Regarding Pete Wells on Guy Fieri


I’m sure everyone has read Pete Wells’s review of Guy Fieri’s American Kitchen & Bar in Times Square. It reads like a PR agency’s nightmare.

Almost everyone on the Internet has been praising Pete Wells on his straight-forwardness, his honesty, integrity and independence from paid reviews, etc. But I cannot help but wonder why would he choose Guy Fieri’s American Kitchen & Bar in Times Square. It’s like going to KFC and complain about it being a fast-food restaurant chain.

Sous Vide not done right...

Can you guess what’s horribly wrong with this?

We’ve all been to that metaphorical big brassy restaurant, read the adjective-filled menu. Side question: Why do people think that ads (or menus) written in incomplete sentences connotes a coolness factor?

The Alpha Submariner. The timepiece of excellence. For people who have achieved excellence. Cast from a single block of gold. Assembled by Tibetan Zensunni Monks. Worn by people way richer than you. Because they were that dorky pimply little nerd who studied hard. While you were being cool in school. Now they want you to know. Just how rich and successful they are. Compared to you. Loser.

I digress. Reading the review, I can understand the outrage expressed in the review as I have endured the very same treatment by similar restaurants.
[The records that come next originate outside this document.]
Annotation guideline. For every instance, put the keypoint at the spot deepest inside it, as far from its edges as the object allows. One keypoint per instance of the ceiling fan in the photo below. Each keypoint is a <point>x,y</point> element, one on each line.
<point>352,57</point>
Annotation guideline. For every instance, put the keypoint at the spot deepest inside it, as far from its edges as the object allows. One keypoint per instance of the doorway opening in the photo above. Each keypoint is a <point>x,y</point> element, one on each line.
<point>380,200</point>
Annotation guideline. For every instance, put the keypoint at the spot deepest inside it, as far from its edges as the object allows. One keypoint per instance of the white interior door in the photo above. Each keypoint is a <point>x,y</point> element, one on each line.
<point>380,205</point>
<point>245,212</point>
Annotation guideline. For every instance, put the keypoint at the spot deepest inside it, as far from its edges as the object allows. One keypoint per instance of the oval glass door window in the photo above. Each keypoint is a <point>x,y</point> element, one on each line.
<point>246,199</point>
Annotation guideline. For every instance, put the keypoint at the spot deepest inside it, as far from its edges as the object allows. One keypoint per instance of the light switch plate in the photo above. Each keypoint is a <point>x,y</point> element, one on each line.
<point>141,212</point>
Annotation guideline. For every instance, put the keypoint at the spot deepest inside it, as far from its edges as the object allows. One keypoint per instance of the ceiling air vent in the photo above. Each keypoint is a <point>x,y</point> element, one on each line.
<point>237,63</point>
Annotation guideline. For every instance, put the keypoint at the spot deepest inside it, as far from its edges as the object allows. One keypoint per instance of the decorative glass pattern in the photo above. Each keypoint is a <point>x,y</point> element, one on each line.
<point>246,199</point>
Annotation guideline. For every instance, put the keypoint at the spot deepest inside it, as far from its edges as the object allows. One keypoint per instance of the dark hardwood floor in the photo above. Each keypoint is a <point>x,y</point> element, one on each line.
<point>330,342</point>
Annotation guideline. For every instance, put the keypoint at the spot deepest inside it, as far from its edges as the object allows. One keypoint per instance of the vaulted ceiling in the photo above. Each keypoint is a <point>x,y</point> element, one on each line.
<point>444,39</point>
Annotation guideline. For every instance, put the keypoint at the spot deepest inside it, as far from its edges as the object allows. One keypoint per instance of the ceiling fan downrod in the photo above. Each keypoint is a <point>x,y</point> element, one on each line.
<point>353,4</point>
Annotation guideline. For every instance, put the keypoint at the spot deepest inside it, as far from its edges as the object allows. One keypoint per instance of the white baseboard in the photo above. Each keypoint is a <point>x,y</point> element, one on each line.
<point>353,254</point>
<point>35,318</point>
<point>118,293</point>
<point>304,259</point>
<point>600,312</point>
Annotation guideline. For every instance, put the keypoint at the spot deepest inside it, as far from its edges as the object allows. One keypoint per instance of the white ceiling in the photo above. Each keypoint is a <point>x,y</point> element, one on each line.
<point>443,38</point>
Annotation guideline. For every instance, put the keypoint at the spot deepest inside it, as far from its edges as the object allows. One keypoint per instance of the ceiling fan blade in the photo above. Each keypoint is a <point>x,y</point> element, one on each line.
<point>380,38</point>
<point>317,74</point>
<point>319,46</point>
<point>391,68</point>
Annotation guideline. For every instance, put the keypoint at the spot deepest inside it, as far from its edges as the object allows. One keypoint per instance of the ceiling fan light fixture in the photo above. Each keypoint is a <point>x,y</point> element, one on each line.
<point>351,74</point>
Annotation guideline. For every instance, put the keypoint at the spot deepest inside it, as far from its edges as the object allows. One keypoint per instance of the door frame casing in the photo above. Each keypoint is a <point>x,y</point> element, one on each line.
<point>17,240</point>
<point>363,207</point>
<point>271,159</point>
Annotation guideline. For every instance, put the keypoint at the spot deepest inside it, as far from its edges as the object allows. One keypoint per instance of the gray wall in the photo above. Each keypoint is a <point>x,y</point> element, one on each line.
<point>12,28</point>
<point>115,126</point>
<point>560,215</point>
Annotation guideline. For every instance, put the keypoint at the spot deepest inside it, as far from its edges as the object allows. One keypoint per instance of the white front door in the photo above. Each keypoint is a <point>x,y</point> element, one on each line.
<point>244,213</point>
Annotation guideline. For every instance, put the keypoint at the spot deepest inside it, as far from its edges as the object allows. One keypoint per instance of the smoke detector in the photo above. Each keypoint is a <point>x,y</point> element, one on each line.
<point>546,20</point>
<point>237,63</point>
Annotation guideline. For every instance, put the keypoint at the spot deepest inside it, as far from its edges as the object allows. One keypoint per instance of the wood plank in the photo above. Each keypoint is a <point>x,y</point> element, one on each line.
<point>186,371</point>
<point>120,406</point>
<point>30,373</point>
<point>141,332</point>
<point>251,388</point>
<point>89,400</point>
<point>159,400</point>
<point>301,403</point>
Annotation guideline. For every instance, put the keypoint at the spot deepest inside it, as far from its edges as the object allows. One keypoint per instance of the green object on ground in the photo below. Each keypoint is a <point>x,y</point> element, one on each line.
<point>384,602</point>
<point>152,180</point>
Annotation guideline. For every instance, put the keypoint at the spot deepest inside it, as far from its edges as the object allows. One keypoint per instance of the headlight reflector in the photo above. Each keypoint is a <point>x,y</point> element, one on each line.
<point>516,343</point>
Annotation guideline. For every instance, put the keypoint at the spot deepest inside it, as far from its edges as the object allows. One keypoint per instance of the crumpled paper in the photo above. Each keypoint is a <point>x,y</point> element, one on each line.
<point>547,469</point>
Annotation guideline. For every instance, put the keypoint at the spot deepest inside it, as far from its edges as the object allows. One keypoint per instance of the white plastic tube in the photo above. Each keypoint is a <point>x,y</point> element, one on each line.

After a while, I avoid such restaurants if I can; I am not a masochist.

While I think the review was a good read, it does come across as a little douchy and I cannot help but wonder why pick this particular restaurant to train the big guns on? For such an easy target, it feels like a cheap shot.

It is no wonder why some people are asking if there is a hidden agenda by Pete Wells.

Of course, Guy Fieri’s rather hilarious response didn’t help:

“Fieri didn’t think it was fair to visit the restaurant four times in two months. ‘That’s tough times, especially this size of a restaurant.'”
– Ann Oldenburg, USA Today, “Guy Fieri fires back at searing ‘NYT’ restaurant review.

While I make it as a rule not to visit a restaurant until it has been operating for at least 6-9 months – like I said, I’m not a masochist – I think that there should be a certain level of readiness when a restaurant opens otherwise it’s just asking for trouble.

One last thought on this: a lot of people thought Pete Wells’s review was the best they’ve ever read but I would like to bring their attention to the best restaurant review I’ve ever read and it is A. A. Gill’s review of L’Ami Louis.

It is a lot classier but has more bite.